Cette personne, nous la découvrons et nous avons accès à elle par le
témoignage de l’Evangile et que les prophètes ont annoncé et esquissé. En Lui,
c’est Dieu qui se donne. Et nous ne pouvons dès lors tricher dans cette quête.
Voilà pourquoi il est si important que nous nous redisions que les chemins qui
mènent à Lui sont nombreux et légitimes mais valables uniquement quand, en
vérité, ils trouvent en Lui leur source et leur achèvement. Une purification de
nos propres recherches s’impose à nous. L’œcuménisme nous apparaîtra non comme
une négation ou un refus de ces chemins, mais bien plus comme le respect de ces
approches et de nos identités particulières qui ont à être converties lorsqu’elles
en viendraient à perdre de vue leur but : le Christ accueilli dans son
mystère.
Il faut saluer en
ce sens toutes les propositions qui peuvent nous faire nous rencontrer dans la
légitimité de nos différences et qui nous découvrent mutuellement comme des disciples
du Christ. Et comme se plaît à le rappeler souvent le pape François : ces
dernières années sont pour nous autres chrétiens le lieu d’une authentique
communion qui est celle du martyre, c’est-à-dire du témoignage suprême qui ne
se paye pas de mots, mais accepte de livrer sa vie. Aucun de nos frères et
sœurs n’a été mis à mort, en Irak, en Syrie, ou ailleurs dans le monde, parce
qu’il était d’abord catholique, baptiste, réformé, syro-malabare, anglican ou
orthodoxe. Leurs bourreaux ne leur ont pas demandé quelle était leur
confession. Ils ont été mis à mort, égorgés, crucifiés, abattus, tout
simplement parce qu’ils étaient chrétiens, disciples de Jésus-Christ. Certains
parmi nous pourraient témoigner de cette haine du monde qu’ils ont côtoyée.
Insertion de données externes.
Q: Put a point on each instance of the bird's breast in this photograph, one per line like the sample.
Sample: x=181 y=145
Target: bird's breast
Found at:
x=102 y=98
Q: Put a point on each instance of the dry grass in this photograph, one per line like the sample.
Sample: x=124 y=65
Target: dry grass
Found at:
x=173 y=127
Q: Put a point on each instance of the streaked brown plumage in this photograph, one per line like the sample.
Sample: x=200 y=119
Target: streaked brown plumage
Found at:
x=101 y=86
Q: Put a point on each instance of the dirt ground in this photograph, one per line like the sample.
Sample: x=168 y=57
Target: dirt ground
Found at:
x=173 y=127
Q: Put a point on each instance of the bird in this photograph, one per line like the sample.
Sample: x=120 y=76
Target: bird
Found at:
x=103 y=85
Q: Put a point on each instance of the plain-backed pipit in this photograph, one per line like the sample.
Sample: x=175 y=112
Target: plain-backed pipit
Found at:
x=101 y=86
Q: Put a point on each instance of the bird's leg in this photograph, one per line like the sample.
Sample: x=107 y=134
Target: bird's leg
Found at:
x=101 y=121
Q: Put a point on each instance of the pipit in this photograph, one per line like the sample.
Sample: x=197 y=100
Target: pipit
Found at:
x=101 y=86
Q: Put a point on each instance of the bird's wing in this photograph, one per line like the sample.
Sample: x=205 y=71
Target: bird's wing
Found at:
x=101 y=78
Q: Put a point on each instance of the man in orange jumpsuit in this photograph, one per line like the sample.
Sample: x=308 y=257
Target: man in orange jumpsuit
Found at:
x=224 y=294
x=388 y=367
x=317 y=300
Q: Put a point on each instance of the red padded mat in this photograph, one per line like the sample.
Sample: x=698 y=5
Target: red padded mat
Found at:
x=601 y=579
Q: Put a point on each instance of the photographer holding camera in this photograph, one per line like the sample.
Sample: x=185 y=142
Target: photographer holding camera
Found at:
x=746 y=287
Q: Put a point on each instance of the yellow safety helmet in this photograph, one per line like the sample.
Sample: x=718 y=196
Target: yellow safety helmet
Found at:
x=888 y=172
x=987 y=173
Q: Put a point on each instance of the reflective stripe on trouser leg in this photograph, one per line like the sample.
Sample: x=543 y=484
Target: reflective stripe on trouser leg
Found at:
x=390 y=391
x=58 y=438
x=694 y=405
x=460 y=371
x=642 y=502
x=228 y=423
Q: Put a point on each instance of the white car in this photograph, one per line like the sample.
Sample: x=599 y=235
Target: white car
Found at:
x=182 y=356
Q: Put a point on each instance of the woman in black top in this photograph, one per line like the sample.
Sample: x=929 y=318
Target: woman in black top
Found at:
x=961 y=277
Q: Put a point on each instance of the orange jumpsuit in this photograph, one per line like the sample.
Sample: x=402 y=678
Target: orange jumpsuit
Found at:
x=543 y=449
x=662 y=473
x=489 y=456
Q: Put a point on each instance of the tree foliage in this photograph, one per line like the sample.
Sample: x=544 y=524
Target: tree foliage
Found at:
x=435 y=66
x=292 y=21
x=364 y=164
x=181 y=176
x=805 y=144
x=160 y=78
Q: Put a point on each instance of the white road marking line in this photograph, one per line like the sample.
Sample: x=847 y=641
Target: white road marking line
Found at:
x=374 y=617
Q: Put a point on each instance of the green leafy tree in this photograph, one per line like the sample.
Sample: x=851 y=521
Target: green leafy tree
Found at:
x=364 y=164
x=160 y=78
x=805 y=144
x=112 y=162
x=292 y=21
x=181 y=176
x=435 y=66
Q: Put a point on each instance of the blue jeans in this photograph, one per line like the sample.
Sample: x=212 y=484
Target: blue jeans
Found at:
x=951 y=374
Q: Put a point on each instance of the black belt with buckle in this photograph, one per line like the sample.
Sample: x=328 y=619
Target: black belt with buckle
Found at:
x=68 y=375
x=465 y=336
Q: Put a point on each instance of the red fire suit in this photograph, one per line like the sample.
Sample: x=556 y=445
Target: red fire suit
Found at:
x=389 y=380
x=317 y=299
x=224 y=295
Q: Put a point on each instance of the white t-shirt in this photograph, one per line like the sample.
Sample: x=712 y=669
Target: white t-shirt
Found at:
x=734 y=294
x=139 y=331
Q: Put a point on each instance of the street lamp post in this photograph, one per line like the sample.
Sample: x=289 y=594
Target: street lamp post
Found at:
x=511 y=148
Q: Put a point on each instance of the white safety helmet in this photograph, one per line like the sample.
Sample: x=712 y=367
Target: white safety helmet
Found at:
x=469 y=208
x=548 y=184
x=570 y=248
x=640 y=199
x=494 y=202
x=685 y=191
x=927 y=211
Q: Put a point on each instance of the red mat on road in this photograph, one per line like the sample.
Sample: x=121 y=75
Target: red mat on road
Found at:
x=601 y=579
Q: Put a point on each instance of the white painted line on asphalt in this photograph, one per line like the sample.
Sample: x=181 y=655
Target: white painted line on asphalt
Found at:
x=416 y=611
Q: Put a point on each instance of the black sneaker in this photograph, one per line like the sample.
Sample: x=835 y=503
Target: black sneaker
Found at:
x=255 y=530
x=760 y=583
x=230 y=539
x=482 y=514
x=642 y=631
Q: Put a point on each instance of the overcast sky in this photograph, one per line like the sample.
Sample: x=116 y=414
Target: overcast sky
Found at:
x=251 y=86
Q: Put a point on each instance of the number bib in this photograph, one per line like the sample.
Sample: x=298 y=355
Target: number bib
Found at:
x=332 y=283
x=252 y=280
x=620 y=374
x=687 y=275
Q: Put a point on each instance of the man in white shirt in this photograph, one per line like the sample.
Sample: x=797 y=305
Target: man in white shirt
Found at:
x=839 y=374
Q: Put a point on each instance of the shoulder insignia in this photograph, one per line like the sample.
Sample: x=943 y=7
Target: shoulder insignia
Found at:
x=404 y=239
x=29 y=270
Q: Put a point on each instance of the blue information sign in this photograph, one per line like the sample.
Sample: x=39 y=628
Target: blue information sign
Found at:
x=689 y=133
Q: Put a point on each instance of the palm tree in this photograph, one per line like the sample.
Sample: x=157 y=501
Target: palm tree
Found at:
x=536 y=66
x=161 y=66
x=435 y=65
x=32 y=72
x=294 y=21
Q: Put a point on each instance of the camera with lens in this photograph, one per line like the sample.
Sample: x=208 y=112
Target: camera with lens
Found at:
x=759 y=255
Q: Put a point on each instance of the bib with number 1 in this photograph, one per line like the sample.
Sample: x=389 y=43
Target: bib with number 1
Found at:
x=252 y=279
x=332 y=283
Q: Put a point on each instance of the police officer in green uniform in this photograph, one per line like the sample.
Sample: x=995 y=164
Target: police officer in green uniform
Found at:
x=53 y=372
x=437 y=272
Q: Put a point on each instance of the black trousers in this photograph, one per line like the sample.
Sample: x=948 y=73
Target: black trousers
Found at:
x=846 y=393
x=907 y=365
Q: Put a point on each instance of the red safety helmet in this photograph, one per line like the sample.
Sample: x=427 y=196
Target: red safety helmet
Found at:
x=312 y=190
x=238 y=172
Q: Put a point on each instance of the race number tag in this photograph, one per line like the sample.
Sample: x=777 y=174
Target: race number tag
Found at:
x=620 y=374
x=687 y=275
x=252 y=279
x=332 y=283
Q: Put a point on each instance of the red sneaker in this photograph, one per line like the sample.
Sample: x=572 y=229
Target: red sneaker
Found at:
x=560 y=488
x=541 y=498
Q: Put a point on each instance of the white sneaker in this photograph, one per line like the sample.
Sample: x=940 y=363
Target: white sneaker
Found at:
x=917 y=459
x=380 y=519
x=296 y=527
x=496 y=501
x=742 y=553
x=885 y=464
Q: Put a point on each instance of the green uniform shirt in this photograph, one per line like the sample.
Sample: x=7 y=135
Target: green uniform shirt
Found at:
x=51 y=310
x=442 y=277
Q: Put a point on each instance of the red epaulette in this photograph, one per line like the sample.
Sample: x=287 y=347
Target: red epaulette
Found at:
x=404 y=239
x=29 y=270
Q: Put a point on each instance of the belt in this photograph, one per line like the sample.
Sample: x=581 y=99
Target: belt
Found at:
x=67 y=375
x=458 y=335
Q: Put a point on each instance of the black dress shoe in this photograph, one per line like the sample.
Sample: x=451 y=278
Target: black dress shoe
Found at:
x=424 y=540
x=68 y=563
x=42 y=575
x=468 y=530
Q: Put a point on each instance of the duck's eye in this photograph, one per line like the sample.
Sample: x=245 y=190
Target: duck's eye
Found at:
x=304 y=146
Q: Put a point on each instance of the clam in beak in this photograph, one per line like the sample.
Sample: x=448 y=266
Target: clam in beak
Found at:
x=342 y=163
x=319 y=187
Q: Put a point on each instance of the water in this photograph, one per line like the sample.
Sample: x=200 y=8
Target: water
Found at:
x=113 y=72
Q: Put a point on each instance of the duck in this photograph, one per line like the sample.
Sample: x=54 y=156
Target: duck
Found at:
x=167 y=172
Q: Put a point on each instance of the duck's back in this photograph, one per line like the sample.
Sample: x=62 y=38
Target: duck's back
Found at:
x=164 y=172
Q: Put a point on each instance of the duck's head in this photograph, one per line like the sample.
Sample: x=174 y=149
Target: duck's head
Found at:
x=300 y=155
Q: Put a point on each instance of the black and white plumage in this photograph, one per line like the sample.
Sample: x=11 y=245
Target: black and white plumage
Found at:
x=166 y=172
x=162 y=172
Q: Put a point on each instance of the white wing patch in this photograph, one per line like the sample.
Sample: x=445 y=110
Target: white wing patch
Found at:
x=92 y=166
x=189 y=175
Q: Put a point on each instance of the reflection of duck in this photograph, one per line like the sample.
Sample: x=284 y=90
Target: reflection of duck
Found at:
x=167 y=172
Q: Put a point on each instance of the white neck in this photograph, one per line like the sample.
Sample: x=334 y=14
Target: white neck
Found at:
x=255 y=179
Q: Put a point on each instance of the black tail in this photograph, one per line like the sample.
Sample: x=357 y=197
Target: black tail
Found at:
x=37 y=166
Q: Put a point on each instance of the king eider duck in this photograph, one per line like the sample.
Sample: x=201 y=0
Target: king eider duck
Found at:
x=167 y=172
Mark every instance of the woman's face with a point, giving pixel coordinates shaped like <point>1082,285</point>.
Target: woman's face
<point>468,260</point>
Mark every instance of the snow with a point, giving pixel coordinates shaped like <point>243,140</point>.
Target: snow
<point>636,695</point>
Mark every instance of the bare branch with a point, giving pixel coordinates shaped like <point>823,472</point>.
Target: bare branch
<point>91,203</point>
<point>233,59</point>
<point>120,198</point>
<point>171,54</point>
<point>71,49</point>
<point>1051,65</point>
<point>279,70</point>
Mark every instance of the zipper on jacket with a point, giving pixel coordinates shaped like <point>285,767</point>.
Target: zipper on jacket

Voilà donc que cet œcuménisme se vit d’abord dans le témoignage, celui d’une
vie donnée et offerte.
L'œcuménisme se
découvre à nous de fait non comme la projection de nos désirs ou la résultante
d’une opinion majoritaire. L’œcuménisme ne consiste pas à rogner un peu à
droite, ou à gauche, ou en haut, ou en bas car le mystère du Christ dépasse de
loin ce qu’on peut en imaginer. Nul n’en connaît est la largeur, la longueur,
la hauteur, la profondeur comme le rappelle l’apôtre Paul (cf. Eph 3, 18).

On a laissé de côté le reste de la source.